Fluxapyroxad
- Names: Preferred IUPAC name 3-(Difluoromethyl)-1-methyl-N-(3′,4′,5′-trifluoro[1,1′-biphenyl]-2-yl)-1H-pyrazole-4-carboxamide

Identifiers
- CAS Number: 907204-31-3;
- 3D model (JSmol): Interactive image;
- ChEBI: CHEBI:83113;
- ChemSpider: 17253690;
- ECHA InfoCard: 100.107.372
- PubChem CID: 16095400;
- UNII: 7U8P4NAR2S;
- CompTox Dashboard (EPA): DTXSID6058215 ;

Properties
- Chemical formula: C_{18}H_{12}F_{5}N_{3}O
- Molar mass: 381.306 g·mol^{−1}

= Fluxapyroxad =

Fluxapyroxad is a broad-spectrum pyrazole-carboxamide fungicide used on a large variety of commercial crops. It stunts fungus growth by inhibiting the succinate dehydrogenase (SQR) enzyme. Application of fluxapyroxad helps prevent many wilts and other fungal infections from taking hold. As with other systemic pesticides that have a long chemical half-life, there are concerns about keeping fluxapyroxad out of the groundwater, especially when combined with pyraclostrobin. There is also concern that some fungi may develop resistance to fluxapyroxad.

==Chemical structure==
The compound is an amide of 3-(difluoromethyl)-1-methyl-1H-pyrazole-4-carboxylic acid combined with an aniline having an ortho-substituted trifluorobenzene group.

==Biological action==
Fluxapyroxad is a succinate dehydrogenase inhibitor (SDHI). It interferes with a number of key fungal life functions, including spore germination, germ tube growth, appresoria formation and mycelium growth. Specifically it interferes with the production of succinate dehydrogenase, the complex II in the mitochondrial respiration chain, which in turn interferes with the tricarboxylic cycle and mitochondrial electron transport.

==Crops==
Fluxapyroxad is commonly used as a fungicide for grains, row crops, vegetable crops, and fruit trees (pome and prunus), including:

  - Grains

- Barley
- Corn (all types)
- Oats
- Rice
- Rye
- Triticale
- Wheat

  - Row and vegetable crops

- Shelled peas and beans, both succulent and dried
- Edible-pod legume vegetables
- Fruiting vegetables (including tomatoes)
- Oilseed crops (flax seed, rapeseed, safflower and sunflower)
- Peanuts
- Soybeans
- Sugar beets
- Tuberous and corm vegetables (potato)

  - Fruit trees

- Apples
- Crabapples
- Oriental pears (Pyrus pyrifolia)
- Pears
- Apricots
- Cherries (sweet and tart)
- Nectarines
- Peaches
- Plums (all varieties)

  - Nut trees

- Almond
- Pecan

==Fungal diseases==
Fluxapyroxad provides protection against many fungal diseases. Studies have shown specific efficacy against diseases such as black point, Botrytis gray mold, early blight, and powdery mildew; however, fluxapyroxad was found to have no efficacy against anthracnose on lentils.

== Toxicity ==
Fluxapyroxad has a low toxicity for humans, slightly toxic after a single ingestion, and relatively non-toxic after single inhalation or topical skin contact. However, fluxapyroxad is highly toxic to fish, fresh-water and salt-water invertebrates, and to aquatic plants, as well as being toxic to small mammals. The primary target organ for fluxapyroxad exposure is the liver. As the dose or duration of exposure to fluxapyroxad increased, clinical chemistry changes related to liver function also occurred, followed by hepatocellular necrosis, neoplastic changes in the liver, and tumors. Fluxapyroxad was found "not likely" to be carcinogenic in humans and there was no evidence of neurotoxicity.

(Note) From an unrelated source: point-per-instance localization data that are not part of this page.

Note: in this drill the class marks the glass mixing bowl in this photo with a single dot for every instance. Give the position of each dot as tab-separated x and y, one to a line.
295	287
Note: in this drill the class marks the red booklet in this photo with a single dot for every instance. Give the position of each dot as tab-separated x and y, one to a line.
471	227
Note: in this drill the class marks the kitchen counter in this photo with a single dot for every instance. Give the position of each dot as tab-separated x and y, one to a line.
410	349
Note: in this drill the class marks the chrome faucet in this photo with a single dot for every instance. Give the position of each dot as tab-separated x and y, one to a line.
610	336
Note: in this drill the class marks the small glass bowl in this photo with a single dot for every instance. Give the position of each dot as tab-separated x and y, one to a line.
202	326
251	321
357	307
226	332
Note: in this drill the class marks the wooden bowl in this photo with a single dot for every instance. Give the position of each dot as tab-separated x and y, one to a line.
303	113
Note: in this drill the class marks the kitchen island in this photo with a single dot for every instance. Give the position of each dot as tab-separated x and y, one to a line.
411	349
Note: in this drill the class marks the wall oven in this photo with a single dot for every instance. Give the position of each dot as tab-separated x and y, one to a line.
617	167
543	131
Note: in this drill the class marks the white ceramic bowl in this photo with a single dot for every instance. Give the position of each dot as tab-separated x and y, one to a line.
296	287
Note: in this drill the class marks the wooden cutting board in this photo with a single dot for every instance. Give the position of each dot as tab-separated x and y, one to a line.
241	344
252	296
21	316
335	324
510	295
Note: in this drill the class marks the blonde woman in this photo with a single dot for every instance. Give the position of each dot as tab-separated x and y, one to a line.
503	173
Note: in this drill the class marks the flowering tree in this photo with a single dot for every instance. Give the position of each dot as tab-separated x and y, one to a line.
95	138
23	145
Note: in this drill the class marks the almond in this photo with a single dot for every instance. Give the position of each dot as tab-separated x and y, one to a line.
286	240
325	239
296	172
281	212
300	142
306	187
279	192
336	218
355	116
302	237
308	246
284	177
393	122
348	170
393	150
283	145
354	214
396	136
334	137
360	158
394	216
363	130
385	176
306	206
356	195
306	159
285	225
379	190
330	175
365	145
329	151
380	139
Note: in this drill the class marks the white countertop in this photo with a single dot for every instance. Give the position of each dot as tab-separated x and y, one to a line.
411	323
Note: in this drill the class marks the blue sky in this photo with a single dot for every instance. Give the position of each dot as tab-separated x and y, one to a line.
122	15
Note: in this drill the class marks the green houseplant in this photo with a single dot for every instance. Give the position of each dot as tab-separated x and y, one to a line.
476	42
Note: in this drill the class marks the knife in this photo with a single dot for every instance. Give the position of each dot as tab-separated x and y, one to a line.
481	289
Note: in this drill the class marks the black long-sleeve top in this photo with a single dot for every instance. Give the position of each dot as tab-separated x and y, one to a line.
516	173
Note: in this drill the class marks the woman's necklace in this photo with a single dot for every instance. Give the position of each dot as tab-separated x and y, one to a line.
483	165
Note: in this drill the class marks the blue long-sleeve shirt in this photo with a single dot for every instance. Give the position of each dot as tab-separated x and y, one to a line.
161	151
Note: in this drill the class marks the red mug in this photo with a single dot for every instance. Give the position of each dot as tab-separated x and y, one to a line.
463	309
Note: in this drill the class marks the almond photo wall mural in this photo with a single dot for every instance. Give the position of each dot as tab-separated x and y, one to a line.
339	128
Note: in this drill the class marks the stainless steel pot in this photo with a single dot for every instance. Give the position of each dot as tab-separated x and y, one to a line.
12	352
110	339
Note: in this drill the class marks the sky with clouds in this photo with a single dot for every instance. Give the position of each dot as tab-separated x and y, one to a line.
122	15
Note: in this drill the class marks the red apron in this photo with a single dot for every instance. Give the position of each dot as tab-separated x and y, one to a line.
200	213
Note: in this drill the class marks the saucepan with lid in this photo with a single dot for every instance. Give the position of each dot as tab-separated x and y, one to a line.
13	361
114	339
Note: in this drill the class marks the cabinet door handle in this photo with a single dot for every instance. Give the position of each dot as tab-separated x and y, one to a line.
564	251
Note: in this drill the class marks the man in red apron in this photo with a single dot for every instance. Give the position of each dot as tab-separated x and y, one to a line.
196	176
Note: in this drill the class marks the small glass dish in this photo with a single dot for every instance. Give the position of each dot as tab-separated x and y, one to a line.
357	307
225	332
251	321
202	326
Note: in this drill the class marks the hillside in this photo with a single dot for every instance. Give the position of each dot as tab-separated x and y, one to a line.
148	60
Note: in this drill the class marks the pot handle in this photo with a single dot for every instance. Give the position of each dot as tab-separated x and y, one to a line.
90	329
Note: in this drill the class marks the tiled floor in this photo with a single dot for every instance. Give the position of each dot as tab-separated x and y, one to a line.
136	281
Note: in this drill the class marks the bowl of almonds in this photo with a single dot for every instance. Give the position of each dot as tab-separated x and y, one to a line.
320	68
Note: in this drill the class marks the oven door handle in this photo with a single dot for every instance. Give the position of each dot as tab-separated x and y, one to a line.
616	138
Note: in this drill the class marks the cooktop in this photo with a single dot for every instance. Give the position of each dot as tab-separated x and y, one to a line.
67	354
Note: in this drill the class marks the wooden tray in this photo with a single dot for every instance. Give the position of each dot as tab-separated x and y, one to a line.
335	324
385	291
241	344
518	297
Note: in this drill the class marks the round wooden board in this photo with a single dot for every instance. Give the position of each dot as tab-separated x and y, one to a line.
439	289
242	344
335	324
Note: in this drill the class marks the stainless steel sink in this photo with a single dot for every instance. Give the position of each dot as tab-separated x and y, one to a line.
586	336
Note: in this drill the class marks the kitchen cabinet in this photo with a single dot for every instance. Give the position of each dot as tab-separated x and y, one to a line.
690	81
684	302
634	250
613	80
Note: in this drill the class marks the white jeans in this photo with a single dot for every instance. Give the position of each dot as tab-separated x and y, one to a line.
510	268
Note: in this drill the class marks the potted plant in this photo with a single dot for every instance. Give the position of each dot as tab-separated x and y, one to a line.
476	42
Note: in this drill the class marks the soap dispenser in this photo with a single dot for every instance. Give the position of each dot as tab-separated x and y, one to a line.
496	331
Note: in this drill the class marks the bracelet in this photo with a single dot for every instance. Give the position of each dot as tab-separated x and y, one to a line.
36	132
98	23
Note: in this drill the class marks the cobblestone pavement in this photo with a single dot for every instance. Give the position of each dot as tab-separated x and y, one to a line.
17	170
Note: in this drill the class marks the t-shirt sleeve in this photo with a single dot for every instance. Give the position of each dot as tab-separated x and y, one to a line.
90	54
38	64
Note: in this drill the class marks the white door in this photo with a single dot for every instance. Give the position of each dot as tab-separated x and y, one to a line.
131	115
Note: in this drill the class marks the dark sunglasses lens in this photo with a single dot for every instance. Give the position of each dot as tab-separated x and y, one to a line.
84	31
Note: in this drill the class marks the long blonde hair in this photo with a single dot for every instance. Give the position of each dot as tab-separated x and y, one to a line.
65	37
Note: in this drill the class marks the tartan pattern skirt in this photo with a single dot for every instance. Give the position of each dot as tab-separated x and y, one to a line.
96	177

The United States Environmental Protection Agency has established tolerance amounts that are allowed to be present on consumer food. These range from 0.05 ppm on almonds and pecans to 3.0 ppm on leafy brassica, and 15 ppm on other leafy vegetables. The EPA is currently considering reducing those tolerances.

==Registration and approval==
Fluxapyroxad has been approved for use as a fungicide in the United States, Canada and the European Union. In the spring of 2012, fluxapyroxad, trademarked under the names Sercadis, Imbrex and Xemium and manufactured by BASF Corporation, was registered for use as a fungicide in the United States. Fluxapyroxad is also one of the two active ingredients in Priaxor fungicide and Merivon fungicide, the other active ingredient being a strobilurin called pyraclostrobin.